BP Enters Two Biotech Collaborations: Feedstocks for Cellulosic Ethanol and Bioconversion of Subsurface Hydrocarbons
BP has entered two collaborations with biotech companies: the first with Mendel Biotechnology to develop biofeedstocks for the production of cellulsoic ethanol; the second with Synthetic Genomics to develop biological conversion processes for subsurface hydrocarbons that could lead to cleaner energy production and improved recovery rates. BP is also investing in each company.
The collaboration with Mendel Biotechnology, a functional genomics company, is focusing on accelerating a breeding program for perennial grasses that can be used as feedstock for the production of cellulosic ethanol. Mendel will establish breeding stations in the Midwest and the Southeast United States, and accelerate breeding collaborations with groups in Germany and China.
Mendel’s goals are to increase the yield of biomass crops without increasing the input costs; develop varieties that are better suited for processing to fermentable sugars; and to produce plants with enhanced biotic and abiotic stress tolerance.
Founded in 1997, Mendel Biotechnology has identified and patented the use of genes that control many aspects of plant growth and development, and is using such inventions to develop or co-develop new plant varieties. Mendel is developing new seed products for the emerging bioenergy market, focused on seeds and feedstock products for the cellulosic ethanol industry.
In March 2007, Mendel acquired the entire Miscanthus breeding program from Tinplant Biotechnik und Pflanzenvermehrung GmbH, a German breeding and plant science company. Miscanthus is one of the leading candidates for dedicated energy crops. (Earlier post.)
The long-term research and development deal between BP and Synthetic Genomics is focused first on gaining a better understanding of the natural microbial communities in various hydrocarbon formations such as oil, natural gas, coal and shale. Such an understanding would enable the enhancement or increased production of the subsurface hydrocarbons.

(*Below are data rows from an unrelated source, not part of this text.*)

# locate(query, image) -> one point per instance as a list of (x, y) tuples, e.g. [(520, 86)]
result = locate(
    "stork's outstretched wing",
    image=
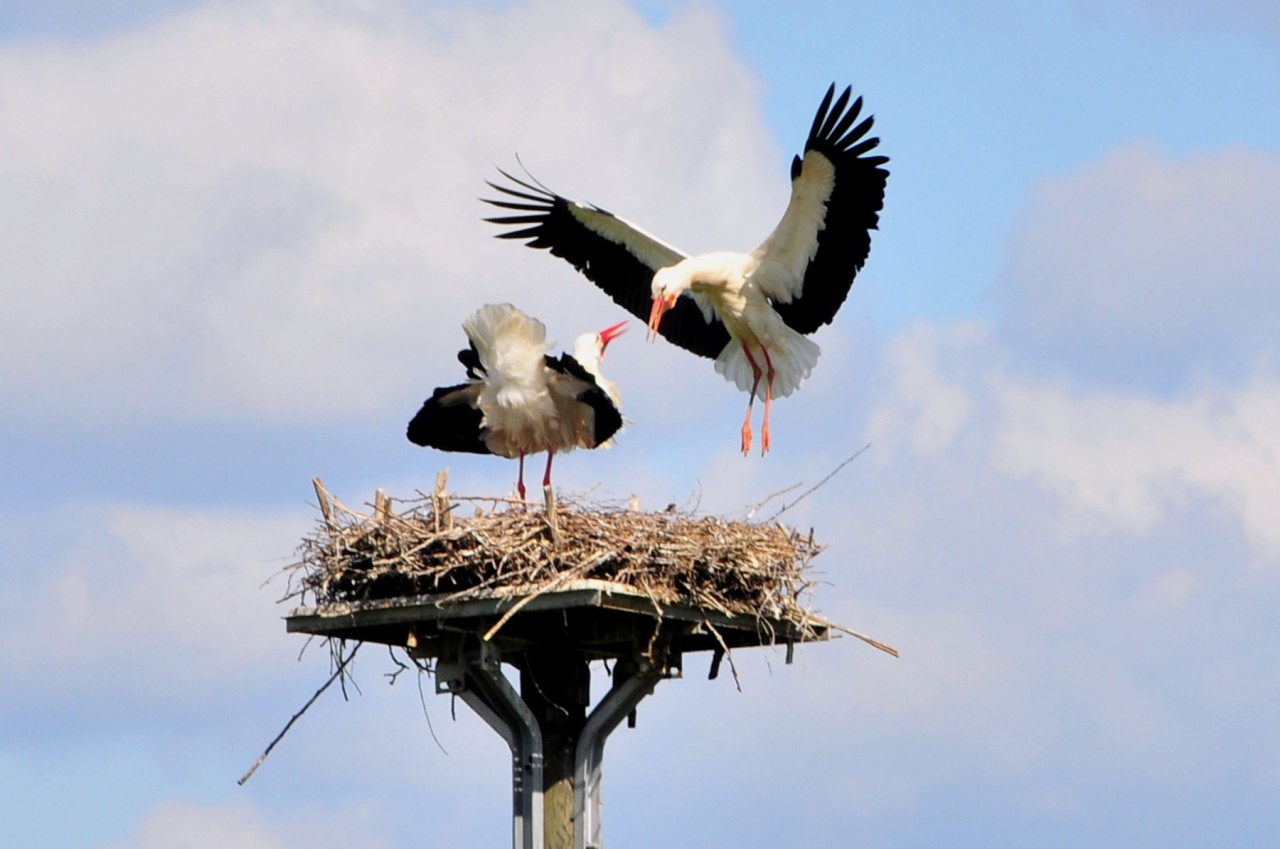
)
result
[(451, 420), (809, 261), (616, 255)]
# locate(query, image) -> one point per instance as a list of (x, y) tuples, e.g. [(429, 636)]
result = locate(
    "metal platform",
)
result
[(581, 621)]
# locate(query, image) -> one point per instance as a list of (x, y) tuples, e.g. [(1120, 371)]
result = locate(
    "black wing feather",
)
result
[(853, 211), (451, 421), (616, 270)]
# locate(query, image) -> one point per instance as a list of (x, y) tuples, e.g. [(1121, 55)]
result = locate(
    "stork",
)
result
[(517, 400), (752, 313)]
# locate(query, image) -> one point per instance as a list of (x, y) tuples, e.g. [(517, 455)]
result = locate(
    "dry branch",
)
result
[(711, 564)]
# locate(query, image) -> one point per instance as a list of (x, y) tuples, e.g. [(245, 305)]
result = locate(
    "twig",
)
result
[(830, 475), (337, 674)]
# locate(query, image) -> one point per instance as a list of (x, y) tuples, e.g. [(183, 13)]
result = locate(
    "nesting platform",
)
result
[(548, 592)]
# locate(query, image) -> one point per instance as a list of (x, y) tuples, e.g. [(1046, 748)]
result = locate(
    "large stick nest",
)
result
[(426, 547)]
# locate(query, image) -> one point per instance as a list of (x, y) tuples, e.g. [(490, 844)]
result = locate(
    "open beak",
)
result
[(611, 333), (659, 307)]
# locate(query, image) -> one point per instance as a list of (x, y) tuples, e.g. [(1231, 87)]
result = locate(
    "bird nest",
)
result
[(429, 547)]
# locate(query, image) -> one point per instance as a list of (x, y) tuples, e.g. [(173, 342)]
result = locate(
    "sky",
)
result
[(238, 241)]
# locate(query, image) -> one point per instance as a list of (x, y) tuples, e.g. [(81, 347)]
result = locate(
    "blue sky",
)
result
[(240, 240)]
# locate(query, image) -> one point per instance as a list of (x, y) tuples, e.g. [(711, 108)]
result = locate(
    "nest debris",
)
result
[(428, 548)]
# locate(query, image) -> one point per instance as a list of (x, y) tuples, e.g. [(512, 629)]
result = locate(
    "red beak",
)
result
[(659, 307), (611, 333)]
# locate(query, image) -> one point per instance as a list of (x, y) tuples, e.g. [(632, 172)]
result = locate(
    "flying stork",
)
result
[(752, 313), (517, 400)]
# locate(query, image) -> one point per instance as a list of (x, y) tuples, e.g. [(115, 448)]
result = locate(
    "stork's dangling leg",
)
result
[(768, 396), (750, 400)]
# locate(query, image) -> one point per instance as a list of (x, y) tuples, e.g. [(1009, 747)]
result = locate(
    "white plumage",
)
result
[(750, 313), (519, 400)]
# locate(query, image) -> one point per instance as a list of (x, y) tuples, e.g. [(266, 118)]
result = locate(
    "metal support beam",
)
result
[(476, 678), (631, 683)]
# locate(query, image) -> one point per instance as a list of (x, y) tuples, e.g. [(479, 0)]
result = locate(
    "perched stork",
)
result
[(752, 313), (517, 400)]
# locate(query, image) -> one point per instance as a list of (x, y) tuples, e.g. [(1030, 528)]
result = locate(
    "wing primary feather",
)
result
[(844, 123), (836, 109), (821, 115)]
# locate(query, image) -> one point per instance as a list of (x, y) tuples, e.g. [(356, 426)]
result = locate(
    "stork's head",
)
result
[(667, 286), (589, 347)]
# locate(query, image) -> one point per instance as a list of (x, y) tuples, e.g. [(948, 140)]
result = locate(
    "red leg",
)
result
[(750, 400), (768, 396), (547, 478)]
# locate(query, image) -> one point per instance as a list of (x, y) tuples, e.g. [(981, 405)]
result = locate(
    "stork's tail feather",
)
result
[(511, 347), (794, 357)]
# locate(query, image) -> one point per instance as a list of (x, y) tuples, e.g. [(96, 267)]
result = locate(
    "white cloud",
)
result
[(1147, 268), (155, 608), (928, 409), (272, 209), (195, 826), (1134, 460)]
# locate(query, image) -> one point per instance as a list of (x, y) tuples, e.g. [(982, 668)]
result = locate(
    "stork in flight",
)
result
[(752, 313), (517, 400)]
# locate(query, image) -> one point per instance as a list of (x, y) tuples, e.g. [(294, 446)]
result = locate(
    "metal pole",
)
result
[(476, 678), (631, 683)]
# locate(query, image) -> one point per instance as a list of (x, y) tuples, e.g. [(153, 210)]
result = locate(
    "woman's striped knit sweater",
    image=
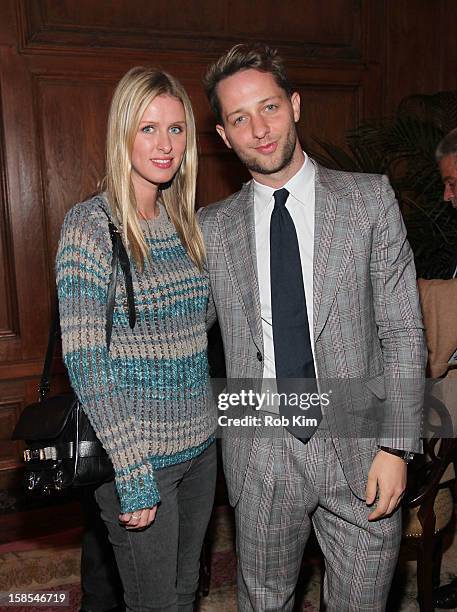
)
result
[(148, 398)]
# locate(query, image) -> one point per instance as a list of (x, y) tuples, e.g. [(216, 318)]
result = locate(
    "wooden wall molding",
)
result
[(86, 27), (9, 319)]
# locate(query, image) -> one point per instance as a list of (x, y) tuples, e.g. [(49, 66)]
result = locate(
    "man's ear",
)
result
[(295, 101), (220, 130)]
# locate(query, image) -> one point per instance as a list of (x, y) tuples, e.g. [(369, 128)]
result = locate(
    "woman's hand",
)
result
[(140, 519)]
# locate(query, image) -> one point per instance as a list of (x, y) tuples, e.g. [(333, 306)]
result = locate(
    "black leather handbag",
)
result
[(62, 449)]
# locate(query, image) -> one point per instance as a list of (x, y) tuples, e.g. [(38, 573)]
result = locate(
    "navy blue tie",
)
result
[(291, 335)]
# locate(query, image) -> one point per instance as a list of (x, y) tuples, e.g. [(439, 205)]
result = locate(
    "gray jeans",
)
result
[(159, 566)]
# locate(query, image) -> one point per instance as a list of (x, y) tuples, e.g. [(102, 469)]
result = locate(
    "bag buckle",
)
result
[(33, 454)]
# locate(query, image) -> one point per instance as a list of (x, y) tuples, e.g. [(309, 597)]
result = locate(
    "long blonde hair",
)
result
[(134, 92)]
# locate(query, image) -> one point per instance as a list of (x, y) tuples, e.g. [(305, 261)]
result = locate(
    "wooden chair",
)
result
[(429, 504)]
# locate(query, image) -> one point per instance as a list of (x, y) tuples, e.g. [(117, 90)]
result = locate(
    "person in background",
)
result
[(445, 596), (147, 395), (311, 274), (446, 156)]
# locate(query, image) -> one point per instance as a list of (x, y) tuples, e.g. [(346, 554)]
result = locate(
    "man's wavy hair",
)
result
[(257, 56)]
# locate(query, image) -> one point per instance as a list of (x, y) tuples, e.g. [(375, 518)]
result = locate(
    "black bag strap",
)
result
[(119, 254)]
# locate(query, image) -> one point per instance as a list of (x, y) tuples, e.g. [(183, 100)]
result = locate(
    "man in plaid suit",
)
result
[(358, 277)]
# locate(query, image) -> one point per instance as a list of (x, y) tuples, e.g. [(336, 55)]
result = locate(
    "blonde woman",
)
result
[(147, 395)]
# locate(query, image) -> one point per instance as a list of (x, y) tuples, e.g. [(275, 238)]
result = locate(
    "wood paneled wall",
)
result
[(59, 62)]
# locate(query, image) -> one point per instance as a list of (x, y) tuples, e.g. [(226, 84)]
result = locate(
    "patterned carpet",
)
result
[(52, 563)]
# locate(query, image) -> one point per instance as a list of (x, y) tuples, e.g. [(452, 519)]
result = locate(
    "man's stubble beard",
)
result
[(253, 165)]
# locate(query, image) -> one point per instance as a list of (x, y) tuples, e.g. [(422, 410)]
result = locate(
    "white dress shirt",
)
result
[(300, 204)]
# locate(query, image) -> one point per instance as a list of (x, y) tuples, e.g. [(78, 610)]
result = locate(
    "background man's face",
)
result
[(448, 169), (259, 121)]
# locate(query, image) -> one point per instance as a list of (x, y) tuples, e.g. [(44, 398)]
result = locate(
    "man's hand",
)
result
[(140, 519), (387, 478)]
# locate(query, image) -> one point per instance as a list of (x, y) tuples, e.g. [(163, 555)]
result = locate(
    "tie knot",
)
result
[(280, 197)]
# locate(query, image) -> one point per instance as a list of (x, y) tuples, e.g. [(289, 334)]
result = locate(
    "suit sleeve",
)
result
[(400, 328)]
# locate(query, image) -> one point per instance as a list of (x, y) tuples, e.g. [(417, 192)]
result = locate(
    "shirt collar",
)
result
[(298, 186)]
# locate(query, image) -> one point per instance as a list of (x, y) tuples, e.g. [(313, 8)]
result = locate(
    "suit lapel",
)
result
[(236, 222), (334, 227)]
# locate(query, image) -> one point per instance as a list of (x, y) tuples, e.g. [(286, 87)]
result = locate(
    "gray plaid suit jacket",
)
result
[(367, 318)]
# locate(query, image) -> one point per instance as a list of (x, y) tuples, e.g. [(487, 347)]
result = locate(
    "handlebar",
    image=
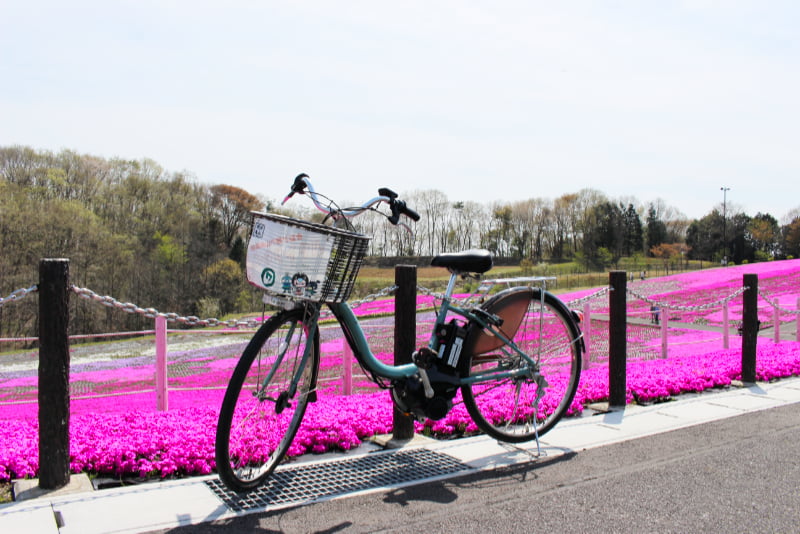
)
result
[(302, 185)]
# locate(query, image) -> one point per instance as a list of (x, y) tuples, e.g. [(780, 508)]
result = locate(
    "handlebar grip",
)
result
[(409, 212), (299, 186)]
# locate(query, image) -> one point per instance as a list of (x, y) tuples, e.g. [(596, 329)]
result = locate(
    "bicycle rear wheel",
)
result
[(266, 400), (517, 409)]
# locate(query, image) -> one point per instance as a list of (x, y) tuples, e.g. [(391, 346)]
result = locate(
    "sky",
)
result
[(642, 100)]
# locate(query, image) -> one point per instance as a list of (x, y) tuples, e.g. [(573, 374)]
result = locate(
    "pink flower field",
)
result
[(116, 431)]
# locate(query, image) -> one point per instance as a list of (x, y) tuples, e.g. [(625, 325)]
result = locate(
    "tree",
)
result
[(232, 206), (633, 239), (656, 229), (763, 235)]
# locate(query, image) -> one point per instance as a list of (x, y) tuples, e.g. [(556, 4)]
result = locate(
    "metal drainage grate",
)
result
[(305, 483)]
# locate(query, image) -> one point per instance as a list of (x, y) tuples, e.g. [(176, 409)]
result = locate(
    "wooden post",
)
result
[(797, 324), (726, 329), (617, 331), (776, 319), (53, 373), (749, 327), (405, 337), (347, 368), (587, 334), (162, 404)]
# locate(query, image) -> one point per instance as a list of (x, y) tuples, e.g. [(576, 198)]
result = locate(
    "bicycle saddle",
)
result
[(468, 261)]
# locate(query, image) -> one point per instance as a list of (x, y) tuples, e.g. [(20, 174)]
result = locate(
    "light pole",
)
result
[(724, 221)]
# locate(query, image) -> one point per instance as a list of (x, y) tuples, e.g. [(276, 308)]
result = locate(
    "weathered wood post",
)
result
[(53, 373), (617, 343), (749, 327), (405, 337)]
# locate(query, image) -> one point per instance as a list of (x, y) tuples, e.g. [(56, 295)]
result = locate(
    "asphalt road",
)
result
[(740, 474)]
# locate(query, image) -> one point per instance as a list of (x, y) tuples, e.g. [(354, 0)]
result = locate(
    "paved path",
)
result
[(715, 462)]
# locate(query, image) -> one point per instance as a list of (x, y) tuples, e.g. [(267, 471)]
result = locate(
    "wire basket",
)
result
[(296, 259)]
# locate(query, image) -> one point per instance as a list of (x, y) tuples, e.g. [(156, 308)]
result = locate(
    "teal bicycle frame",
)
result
[(358, 343)]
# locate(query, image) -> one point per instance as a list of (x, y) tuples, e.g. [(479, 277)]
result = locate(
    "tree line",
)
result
[(161, 239)]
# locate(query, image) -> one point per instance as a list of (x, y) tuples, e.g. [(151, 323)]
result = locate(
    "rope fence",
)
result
[(653, 327)]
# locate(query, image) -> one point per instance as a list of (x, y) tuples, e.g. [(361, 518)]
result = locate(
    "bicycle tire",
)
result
[(259, 418), (507, 409)]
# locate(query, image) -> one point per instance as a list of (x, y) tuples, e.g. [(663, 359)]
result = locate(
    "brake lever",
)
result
[(299, 186)]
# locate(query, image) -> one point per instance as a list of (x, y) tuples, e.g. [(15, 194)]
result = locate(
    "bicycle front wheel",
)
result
[(266, 400), (518, 408)]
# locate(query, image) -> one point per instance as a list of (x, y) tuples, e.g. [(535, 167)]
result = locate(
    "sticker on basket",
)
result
[(258, 229), (268, 277), (298, 285)]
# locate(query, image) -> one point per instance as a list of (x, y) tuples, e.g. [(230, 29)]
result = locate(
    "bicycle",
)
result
[(515, 358)]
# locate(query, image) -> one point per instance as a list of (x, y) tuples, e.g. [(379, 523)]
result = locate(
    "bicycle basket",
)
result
[(302, 260)]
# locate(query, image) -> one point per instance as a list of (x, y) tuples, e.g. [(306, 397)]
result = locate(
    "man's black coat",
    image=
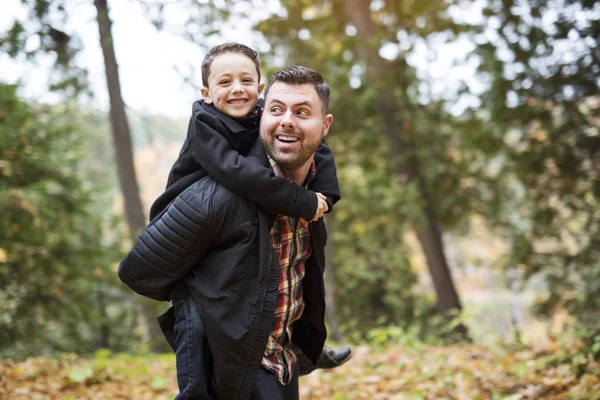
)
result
[(219, 245)]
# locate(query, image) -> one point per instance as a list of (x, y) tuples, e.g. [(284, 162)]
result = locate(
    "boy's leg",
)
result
[(192, 374), (268, 387), (329, 358)]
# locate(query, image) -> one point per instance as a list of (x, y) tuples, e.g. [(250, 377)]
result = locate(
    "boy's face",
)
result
[(232, 85)]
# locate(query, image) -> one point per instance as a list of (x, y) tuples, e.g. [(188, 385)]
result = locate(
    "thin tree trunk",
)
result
[(134, 211), (428, 234), (331, 313)]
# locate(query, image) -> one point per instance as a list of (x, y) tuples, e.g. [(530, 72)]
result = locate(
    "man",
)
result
[(255, 278)]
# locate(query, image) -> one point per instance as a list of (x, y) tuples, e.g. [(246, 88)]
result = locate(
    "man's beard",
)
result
[(291, 160)]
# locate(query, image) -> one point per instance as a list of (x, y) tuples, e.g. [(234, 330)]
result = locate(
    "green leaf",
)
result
[(80, 374)]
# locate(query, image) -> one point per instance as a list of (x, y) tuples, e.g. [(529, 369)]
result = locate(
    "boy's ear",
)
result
[(205, 94)]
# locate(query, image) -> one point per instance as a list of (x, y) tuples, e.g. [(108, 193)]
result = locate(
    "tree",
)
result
[(56, 248), (542, 60), (134, 211)]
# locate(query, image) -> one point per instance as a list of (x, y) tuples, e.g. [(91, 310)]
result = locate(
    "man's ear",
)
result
[(205, 94), (327, 123)]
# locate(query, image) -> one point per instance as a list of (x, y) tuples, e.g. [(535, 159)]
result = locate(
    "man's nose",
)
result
[(287, 122), (236, 87)]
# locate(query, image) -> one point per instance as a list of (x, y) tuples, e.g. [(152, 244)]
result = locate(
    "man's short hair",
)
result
[(299, 75), (229, 47)]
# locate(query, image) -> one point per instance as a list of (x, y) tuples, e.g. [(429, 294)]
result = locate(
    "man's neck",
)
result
[(298, 175)]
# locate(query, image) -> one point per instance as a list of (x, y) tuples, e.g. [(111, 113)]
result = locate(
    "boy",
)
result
[(223, 128)]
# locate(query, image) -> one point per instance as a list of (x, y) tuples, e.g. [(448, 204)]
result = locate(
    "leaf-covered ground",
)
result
[(554, 371)]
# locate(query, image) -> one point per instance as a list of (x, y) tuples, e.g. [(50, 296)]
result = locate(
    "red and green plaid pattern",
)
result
[(292, 245)]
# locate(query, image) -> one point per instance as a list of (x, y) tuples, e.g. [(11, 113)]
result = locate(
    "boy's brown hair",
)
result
[(230, 47)]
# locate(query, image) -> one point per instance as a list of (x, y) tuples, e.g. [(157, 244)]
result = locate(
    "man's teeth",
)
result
[(287, 139)]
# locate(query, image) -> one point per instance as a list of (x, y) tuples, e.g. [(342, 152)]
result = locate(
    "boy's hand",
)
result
[(322, 207)]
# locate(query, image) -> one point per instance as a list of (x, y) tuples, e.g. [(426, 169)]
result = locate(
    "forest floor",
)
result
[(561, 369)]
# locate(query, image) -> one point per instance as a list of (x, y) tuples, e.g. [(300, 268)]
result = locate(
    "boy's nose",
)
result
[(236, 87)]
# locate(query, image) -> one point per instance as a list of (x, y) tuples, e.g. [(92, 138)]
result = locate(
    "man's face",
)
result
[(292, 125), (232, 84)]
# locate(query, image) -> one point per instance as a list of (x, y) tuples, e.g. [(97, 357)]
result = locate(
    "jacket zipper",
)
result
[(258, 316)]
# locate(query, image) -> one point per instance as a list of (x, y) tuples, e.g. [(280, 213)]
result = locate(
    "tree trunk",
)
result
[(134, 211), (394, 130), (331, 313)]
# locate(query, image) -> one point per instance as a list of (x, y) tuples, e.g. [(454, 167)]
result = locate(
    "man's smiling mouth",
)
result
[(287, 139)]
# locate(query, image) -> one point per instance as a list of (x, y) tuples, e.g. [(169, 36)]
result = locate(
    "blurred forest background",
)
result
[(467, 140)]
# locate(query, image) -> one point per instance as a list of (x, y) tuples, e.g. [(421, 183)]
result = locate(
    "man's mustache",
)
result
[(280, 131)]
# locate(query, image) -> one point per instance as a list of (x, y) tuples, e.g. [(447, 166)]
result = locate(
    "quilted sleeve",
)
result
[(168, 248)]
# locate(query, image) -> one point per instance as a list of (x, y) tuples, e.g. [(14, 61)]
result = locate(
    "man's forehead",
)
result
[(285, 92)]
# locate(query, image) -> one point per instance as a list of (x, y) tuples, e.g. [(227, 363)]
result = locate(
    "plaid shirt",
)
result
[(292, 245)]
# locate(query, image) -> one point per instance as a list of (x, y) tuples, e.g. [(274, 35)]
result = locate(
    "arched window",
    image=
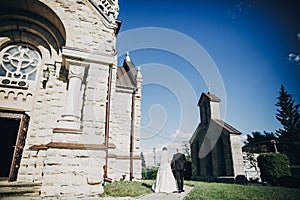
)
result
[(19, 63)]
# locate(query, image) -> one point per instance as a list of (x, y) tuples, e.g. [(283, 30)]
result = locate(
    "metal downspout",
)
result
[(107, 119)]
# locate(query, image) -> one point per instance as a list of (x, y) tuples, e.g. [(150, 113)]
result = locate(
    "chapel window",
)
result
[(18, 64)]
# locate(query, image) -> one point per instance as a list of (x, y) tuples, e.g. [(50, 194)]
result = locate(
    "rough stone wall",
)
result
[(85, 29), (46, 107), (66, 172), (237, 155)]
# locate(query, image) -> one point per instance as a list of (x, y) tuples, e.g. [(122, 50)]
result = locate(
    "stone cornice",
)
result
[(86, 57), (63, 145)]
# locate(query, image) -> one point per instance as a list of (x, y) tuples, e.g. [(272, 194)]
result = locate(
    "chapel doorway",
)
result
[(13, 128)]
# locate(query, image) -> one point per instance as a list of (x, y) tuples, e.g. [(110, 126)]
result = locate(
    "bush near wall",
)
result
[(149, 173), (273, 166)]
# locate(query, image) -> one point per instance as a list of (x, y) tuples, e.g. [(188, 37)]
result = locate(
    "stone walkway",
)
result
[(156, 196)]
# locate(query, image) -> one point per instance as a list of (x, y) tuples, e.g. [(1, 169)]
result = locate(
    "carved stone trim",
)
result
[(66, 130), (63, 145)]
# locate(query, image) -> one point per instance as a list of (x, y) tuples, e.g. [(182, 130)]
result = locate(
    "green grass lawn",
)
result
[(127, 189), (204, 190)]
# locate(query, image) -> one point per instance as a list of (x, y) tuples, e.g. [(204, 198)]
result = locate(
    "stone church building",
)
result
[(69, 116), (216, 150)]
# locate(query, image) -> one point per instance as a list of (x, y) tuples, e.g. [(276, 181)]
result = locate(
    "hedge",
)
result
[(273, 166)]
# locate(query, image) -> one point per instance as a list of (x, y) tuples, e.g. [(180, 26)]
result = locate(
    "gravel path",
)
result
[(156, 196)]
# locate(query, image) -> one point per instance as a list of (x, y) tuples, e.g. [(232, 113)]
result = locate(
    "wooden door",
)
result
[(18, 148)]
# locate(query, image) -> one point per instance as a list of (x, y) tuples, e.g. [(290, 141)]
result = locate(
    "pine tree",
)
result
[(289, 117)]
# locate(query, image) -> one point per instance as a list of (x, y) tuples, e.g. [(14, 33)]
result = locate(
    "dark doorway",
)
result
[(13, 129), (9, 132)]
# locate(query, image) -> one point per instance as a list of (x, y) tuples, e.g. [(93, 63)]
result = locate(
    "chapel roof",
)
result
[(210, 96), (226, 126)]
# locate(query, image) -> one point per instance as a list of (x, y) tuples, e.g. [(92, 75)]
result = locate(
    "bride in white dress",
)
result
[(165, 181)]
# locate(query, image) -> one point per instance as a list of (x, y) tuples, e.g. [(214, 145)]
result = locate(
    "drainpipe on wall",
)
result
[(132, 133), (107, 120)]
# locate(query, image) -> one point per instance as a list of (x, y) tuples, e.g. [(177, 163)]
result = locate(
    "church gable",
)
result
[(215, 145)]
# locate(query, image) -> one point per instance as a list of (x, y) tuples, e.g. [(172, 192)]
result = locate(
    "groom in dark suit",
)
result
[(178, 166)]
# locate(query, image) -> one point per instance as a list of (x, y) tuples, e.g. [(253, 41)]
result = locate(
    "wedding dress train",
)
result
[(165, 181)]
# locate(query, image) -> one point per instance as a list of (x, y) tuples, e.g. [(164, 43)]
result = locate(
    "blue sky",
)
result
[(247, 42)]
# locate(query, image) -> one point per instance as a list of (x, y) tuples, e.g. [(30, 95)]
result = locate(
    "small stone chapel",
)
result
[(216, 150), (69, 116)]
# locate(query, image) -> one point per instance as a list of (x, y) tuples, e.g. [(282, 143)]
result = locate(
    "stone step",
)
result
[(19, 189)]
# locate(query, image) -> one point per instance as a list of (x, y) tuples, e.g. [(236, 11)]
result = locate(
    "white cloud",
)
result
[(182, 135), (176, 142)]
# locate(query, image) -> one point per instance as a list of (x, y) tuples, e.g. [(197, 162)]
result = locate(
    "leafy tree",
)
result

Synthetic Genomics, which was founded by genome pioneer J Craig Venter, Ph.D., will use its expertise in environmental DNA sequencing and microbial cell culturing to produce the first comprehensive genomic study of microbial populations living in these environments.
The second phase of the BP/Synthetic Genomics program will be a series of field pilot studies of the most promising bioconversion approaches. BP and Synthetic Genomics will then seek to jointly commercialize the bioconversion of subsurface hydrocarbons into cleaner energy products.
The partners expect the first two phases of R&D will be completed in three and a half years. The success of the pilot field studies will lead to the third phase of R&D that will encompass the commercialization of the relevant technologies.
We believe that one of the most promising solutions to producing cleaner fuels will be found through genomic-driven advances. Through our research collaboration with BP, we will achieve a new and better understanding of the subsurface hydrocarbon bioconversion process which we are confident will yield substantial cleaner energy sources.—Dr. Venter
The overall goal of Synthetic Genomics is to discover and/or design new genomes that will code for new types of cells with desired properties for bioenergy or specific chemical production.
Scientists at the J. Craig Venter Institute (JCVI) recently filed patent applications to protect the broad method it plans to use to create a synthetic organism. Dr. Venter, who led the private sector effort to sequence the human genome, announced in 1999 that he would work toward that goal.
In 2002, Dr. Venter created three non-profit organizations: the TIGR Center for the Advancement of Genomics (TCAG), the Institute for Biological Energy Alternatives (IBEA), and the J. Craig Venter Science Foundation.
The IBEA research institution was focused on using microbes, microbial genomics, microbial pathways, and plants as potential solutions to carbon sequestration and clean energy production. Researchers in the Institute also focused on developing potential new synthetic cells.
In 2003, IBEA announced that it had “significantly advanced” methods to improve the speed and accuracy of genomic synthesis. The IBEA researchers assembled the 5,386 base pair bacteriophage φX174 (phi X), from short, single strands of synthetically produced, commercially available DNA (known as oligonucleotides) using an adaptation of polymerase chain reaction (PCR), known as polymerase cycle assembly (PCA), to build the phi X genome.
In 2004, Dr. Venter consolidated the three organizations into a single research institute: the J. Craig Venter Institute (JCVI). In 2006, the J. Craig Venter Institute, The Institute of Genomic Research (TIGR) and the J. Craig Venter Science Foundation (JCVSF) consolidated into one organization: the J. Craig Venter Institute. The research organization formerly known as JCVI was renamed The Center for the Advancement of Genomics (TCAG).
Synthetic Genomics has its own internal scientific team and also sponsors research at the J. Craig Venter Institute (JCVI). Synthetic Genomics handles the prosecution of any patent applications covering intellectual property developed by the JCVI under a Sponsored Research Agreement between Synthetic Genomics and JCVI. Rights to any resulting patents are assigned to Synthetic Genomics.